Highlighting Rev. Joseph Charles Price, D.D

Rev. Joseph Charles Price, D.D; Educator, Civil Rights Activist, and AME Zion Church Leader

With the support of the AME Zion Church and the support of Salisbury residents, Dr. Price established Livingstone College and become its president in October 1882, when he was twenty-eight years old. (Originally called Zion Wesley College, its name was changed to that of the African explorer and missionary David Livingstone in 1885.)

Price’s activist role in civil rights and black education ended abruptly in 1893, when he contracted and died of Bright’s disease at age thirty-nine. He was buried on the campus of Livingstone CollegeW. E. B. Du Bois, August Meier, and others felt that it was the leadership vacuum created by Price’s death into which Booker T. Washington moved, and that had he lived, the influence and reputation of Price and of Livingstone College would have been as great or greater than that achieved by Washington and Tuskegee.
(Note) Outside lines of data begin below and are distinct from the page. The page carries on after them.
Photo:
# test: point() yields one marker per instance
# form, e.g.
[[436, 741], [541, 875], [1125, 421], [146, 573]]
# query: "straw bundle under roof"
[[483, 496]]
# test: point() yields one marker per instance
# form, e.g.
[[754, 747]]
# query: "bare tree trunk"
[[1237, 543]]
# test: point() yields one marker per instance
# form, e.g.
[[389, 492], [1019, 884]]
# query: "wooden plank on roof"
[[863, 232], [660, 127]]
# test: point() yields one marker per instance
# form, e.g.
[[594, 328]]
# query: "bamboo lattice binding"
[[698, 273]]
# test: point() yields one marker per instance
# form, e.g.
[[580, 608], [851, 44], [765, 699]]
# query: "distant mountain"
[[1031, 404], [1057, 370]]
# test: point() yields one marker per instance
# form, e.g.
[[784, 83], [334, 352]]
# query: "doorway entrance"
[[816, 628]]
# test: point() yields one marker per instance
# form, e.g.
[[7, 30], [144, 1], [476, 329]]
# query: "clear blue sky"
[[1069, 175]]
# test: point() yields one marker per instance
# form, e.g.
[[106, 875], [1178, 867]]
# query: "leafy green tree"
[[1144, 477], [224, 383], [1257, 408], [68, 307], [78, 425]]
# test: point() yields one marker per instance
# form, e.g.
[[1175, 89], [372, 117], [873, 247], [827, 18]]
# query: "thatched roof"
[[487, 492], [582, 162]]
 Learn more about the amazing life of Rev. J.C Price, D.D, at  www.ncpedia.org/biography/price-joseph-charles

Price’s leadership of the college and his ability as an orator gained him national attention. In 1888 President Grover Cleveland asked him to serve as minister to Liberia, though he declined, saying he could do more for his people by remaining in Salisbury. In 1890 he was elected president of both the Afro-American League and the National Equal Rights Convention and named chairman of the Citizens’ Equal Rights Association. But conflict among the groups and lack of financial support led to their decline soon afterwards.
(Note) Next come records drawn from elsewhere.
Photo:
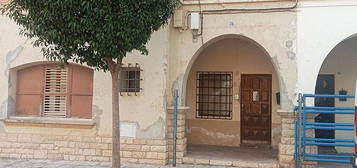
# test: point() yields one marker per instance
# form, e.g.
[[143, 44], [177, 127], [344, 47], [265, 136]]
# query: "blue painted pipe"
[[330, 144], [327, 155], [329, 108], [330, 124], [330, 128], [330, 140], [347, 161], [328, 112], [175, 128]]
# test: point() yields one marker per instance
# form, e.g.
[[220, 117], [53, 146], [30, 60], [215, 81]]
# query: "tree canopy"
[[90, 31]]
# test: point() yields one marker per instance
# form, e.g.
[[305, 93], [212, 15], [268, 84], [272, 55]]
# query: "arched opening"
[[337, 75], [232, 90]]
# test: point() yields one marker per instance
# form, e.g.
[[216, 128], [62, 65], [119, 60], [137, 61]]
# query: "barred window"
[[130, 79], [214, 95]]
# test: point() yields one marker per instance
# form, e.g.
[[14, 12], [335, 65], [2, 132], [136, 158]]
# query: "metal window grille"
[[55, 92], [214, 95], [130, 79]]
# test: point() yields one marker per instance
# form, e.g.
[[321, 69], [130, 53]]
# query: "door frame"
[[270, 106]]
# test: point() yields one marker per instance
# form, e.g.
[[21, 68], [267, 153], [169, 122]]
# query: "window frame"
[[228, 104], [124, 83], [72, 72]]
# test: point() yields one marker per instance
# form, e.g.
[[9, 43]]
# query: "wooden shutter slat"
[[28, 92]]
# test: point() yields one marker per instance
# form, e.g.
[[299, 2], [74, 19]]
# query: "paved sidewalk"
[[79, 164], [5, 163]]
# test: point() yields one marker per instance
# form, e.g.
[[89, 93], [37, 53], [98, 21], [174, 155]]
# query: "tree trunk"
[[116, 119]]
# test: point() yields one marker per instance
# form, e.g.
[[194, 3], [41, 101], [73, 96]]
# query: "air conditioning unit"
[[178, 16]]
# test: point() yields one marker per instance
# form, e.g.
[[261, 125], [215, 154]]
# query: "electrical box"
[[178, 22], [195, 21]]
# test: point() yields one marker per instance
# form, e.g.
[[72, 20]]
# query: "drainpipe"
[[354, 160], [175, 127]]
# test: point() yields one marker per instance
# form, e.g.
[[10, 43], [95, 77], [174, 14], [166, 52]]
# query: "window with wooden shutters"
[[54, 91]]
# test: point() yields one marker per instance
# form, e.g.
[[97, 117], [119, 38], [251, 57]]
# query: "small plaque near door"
[[255, 95]]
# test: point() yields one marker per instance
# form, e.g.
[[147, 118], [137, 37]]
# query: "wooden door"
[[256, 108]]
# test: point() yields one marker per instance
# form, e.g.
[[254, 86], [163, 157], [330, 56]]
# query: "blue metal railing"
[[302, 125]]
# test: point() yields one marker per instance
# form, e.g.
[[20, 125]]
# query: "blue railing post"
[[303, 140], [175, 127]]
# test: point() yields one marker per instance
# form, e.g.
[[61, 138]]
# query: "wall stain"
[[154, 131], [291, 55], [97, 112]]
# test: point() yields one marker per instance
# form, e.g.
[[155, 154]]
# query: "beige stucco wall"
[[239, 56], [342, 63], [274, 31]]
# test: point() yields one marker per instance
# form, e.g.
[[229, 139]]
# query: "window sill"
[[46, 120]]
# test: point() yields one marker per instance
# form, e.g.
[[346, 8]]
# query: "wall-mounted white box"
[[178, 15]]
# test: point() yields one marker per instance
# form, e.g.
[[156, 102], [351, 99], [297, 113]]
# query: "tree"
[[98, 33]]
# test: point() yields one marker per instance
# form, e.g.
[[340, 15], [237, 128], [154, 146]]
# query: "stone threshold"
[[194, 160]]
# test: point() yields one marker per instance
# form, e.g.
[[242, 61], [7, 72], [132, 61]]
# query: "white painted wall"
[[342, 63], [321, 26]]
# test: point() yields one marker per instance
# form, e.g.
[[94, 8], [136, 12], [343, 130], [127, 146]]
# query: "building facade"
[[238, 75]]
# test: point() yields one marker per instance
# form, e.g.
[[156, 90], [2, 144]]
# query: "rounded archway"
[[232, 90], [337, 75]]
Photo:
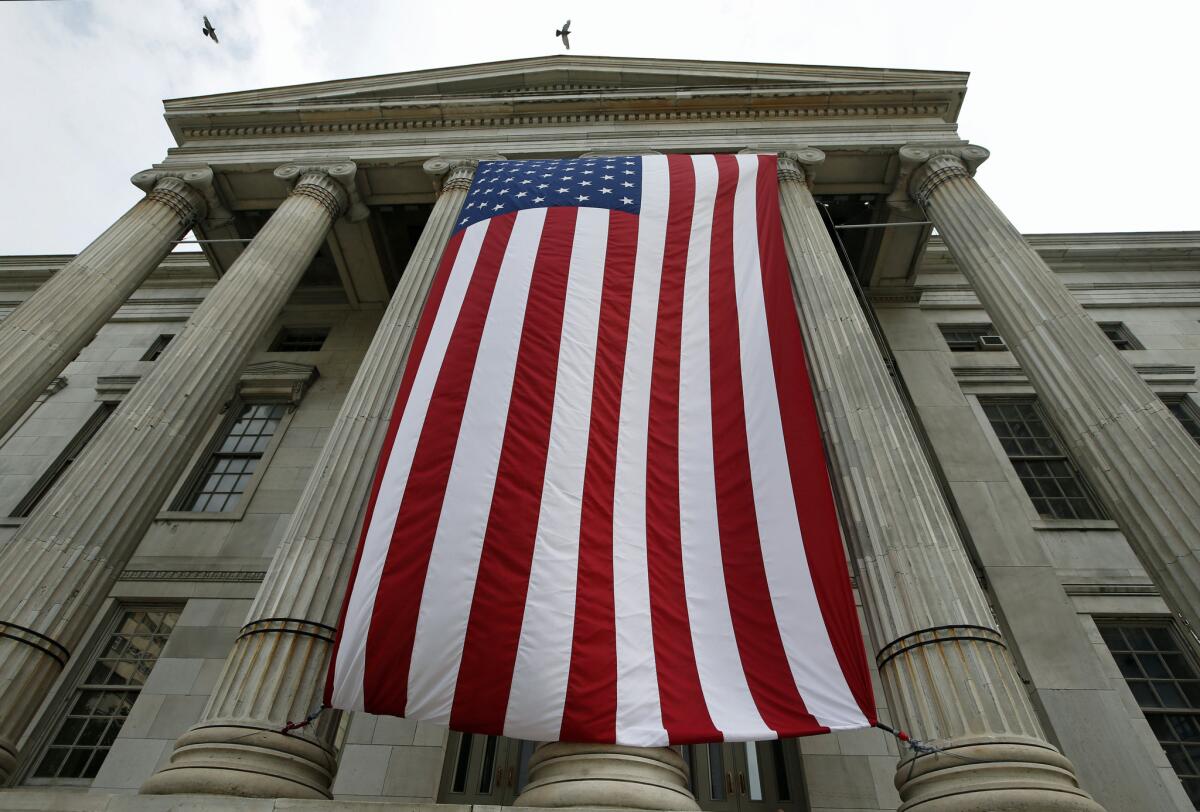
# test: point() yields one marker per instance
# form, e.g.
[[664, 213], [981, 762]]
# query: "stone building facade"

Like Booker T. Washington, Price believed that blacks’ self-help through education and economic development was their best hope for solving the race problem, and he assured whites that social integration with them was not among their goals. But he was less conciliatory than Washington in demanding that the civil rights of blacks be upheld. Blacks were willing to cooperate and live peaceably with southern whites, but not at the cost of their own freedom of constitutional guarantees. “A compromise,” he wrote, “that reverses the Declaration of Independence, nullifies the national constitution, and is contrary to the genius of this republic, ought not to be asked of any race living under the stars and stripes; and if asked, ought not to be granted.”